The oxidative phosphorylation inhibitor, atovaquone, upregulates PD-L1 via activation of the ATM/ATR DNA damage response pathway

Oxidative phosphorylation (OXPHOS), a major metabolic pathway in normal/differentiated cells is also active in tumors and a target for cancer drug development. Atovaquone, an FDA-approved antiprotozoal and OXPHOS inhibitor, blocks electron transport at mitochondrial Complex III resulting in an oxygen radical surge that triggers cancer cell death. Here, we examine mechanisms that attenuate the efficacy of atovaquone as an anti-cancer agent. First, we demonstrate that exposure to atovaquone causes DNA damage and loss of nuclear integrity in cancer cells.

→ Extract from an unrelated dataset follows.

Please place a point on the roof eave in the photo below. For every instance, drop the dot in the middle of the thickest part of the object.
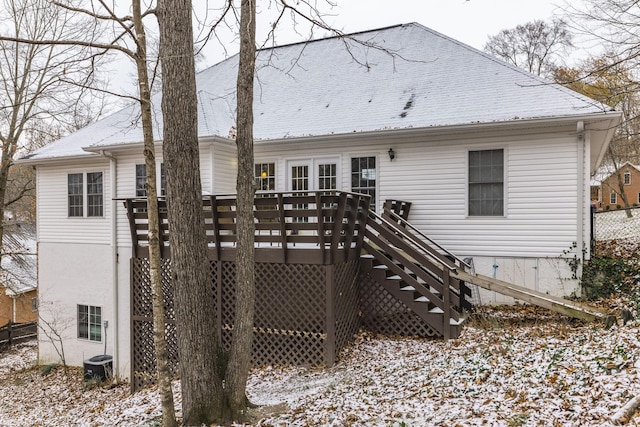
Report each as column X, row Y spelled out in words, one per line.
column 612, row 116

DNA damage by atovaquone does not activate cGAS-STING signaling, likely due to repressed cGAS expression in the cell lines tested. Instead, ATM/ATR signaling is activated in response to atovaquone. Recently, we demonstrated that oxidative and endoplasmic reticulum stress in atovaquone-treated cancer cells was associated with elevation in danger associated molecular patterns (DAMPs) corresponding to increased lysis by natural killer cells. Contrary to this immune activating effect, we now report that cancer cells also employ an immunosuppressive mechanism upon exposure to atovaquone. Specifically, we observed ATM/ATR-dependent increase in expression of PD-L1 on the cancer cells. Increase in PD-L1 required STAT1 signaling but was not regulated by IRF1, HIF1α or p53. Increase in PD-L1 was confirmed on peritoneal p53-/- ID8-F3 tumors growing in mice receiving atovaquone therapy. Combining atovaquone with anti-PD-L1 resulted in significant delay in tumor growth. Data from this study provides a mechanistic basis for PD-L1 elevation in tumors treated with atovaquone. Our studies support further development of atovaquone-anti-PD-L1 combination for the treatment of ovarian and other malignancies.